Cleaning eggs

I have a small chicken tractor with just two hens. The roost nest is in the back furthest from the open “run” area. My hens like to get back in there and sleep in the roost box which creates a problem with chicken poop building up if its not changed every other day. My questions are, when would you throw away an egg due to it having manure on it (Say a hen messes once or twice directly on the egg) and the other question is how do I keep them from using the nest box as a sleeping location? They do have a board that they used to roost on until the rooster died that I had in there with them.

Matt Burks
McMinnville, Tennessee

No, don’t throw away eggs with manure on them. This is common and eggs are easily washed with plain old warm water. Hens using nesting boxes in a chicken tractor is a very common happening. Usually the only remedy is to make the coop larger and put higher roosts as chickens usually prefer to roost high and will then quit using the nest boxes to sleep in. — Jackie

Canning on a rocket stove

So, I’m getting ready to make my move back home to Canada. Starting to pack up the boxes, etc. The finances are going to be pretty tight until I find a job up home. With finances in mind, I was wondering about alternative heating methods for pressure canning i.e.) wood stove, open fire, etc.; Searching the internet, I found this video on test canning with a rocket stove: http://youtu.be/17tKFDo97Fc

Would using a rocket stove (I’ve built one before) be a do-able source of heat for pressure canning? Along with the question of course, safety and prudence come into play as well — constant monitoring to make sure the correct pressure is maintained, etc. Reading over the comments to the video there were some questions on safety, ruining your pressure canner, etc.

Cheryll Carter
Vineyard Haven, Massachusetts

While you can home can on a rocket stove, as seen in the video, I’d rather not. It’d be real hard to adjust the heat to vary the temperature when you are canning. You can certainly can on a wood stove with a flat top. I canned on my kitchen range for decades. On a kitchen range you can slide your canner a bit to the side to slow down the rising pressure or slip it back over the heat when you need to give it a boost upward. With the rocket stove, the heat needs to be regulated by the amount and kind of wood you have burning — very difficult. Also there’s the stability issue. A heavy canner can be dangerous on top of a rocket stove. I’d skip it. Or go with a table-top propane two or three burner and just use your small tanks to fire it and re-fill between canning operations. — Jackie

1 COMMENT

  1. Get brown egg layers and it doesn’t show as much :-)

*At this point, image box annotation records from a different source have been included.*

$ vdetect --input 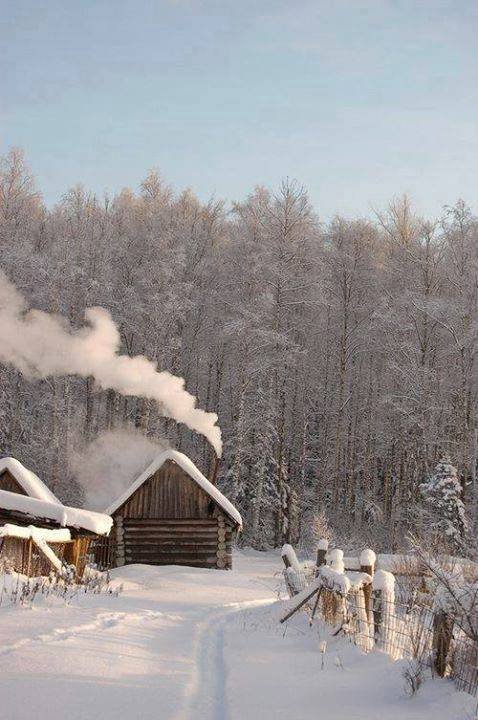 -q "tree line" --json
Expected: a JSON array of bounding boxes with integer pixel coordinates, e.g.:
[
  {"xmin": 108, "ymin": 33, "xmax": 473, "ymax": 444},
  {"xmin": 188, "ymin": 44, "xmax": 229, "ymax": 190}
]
[{"xmin": 0, "ymin": 150, "xmax": 478, "ymax": 549}]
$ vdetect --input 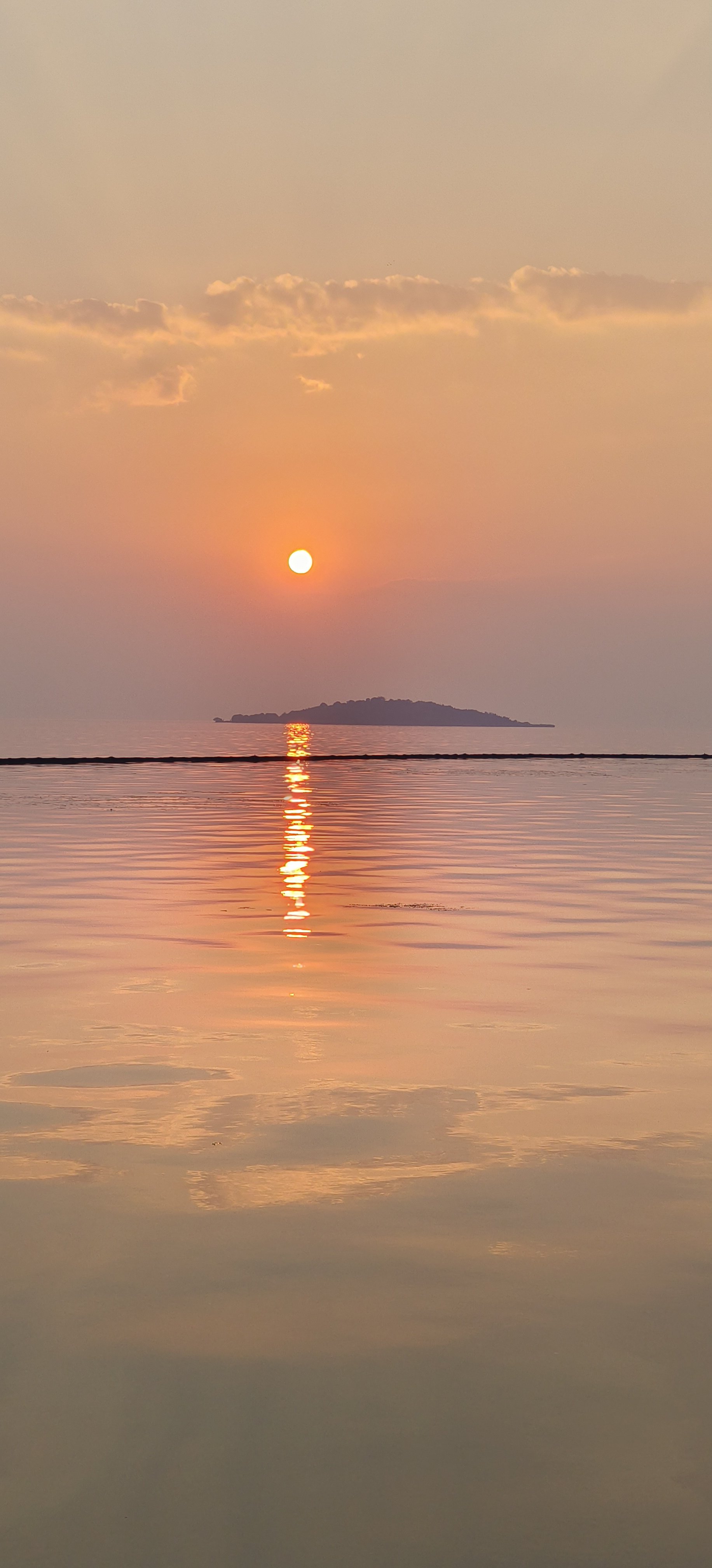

    I bought a 5 pack of green scrubbies for $1, and I cut one of those in half and use it to clean off the eggs under warm water. One half of a scrubbie will last me months and months.

    In my smaller coop (built when I didn’t know what I was doing, so there’s no easy fix) I often get poopie eggs. You have to clean them that day, otherwise the longer you wait the more stained they can get. I dump a bunch of shredded paper in here every couple of days and that really seems to help. Talk to some friends and perhaps you’ll find someone who can give you shredded paper from the office.

    I sell my eggs, so I usually just save the dirties for myself. The demand has picked up so much that often the dirties are the only eggs I have to eat!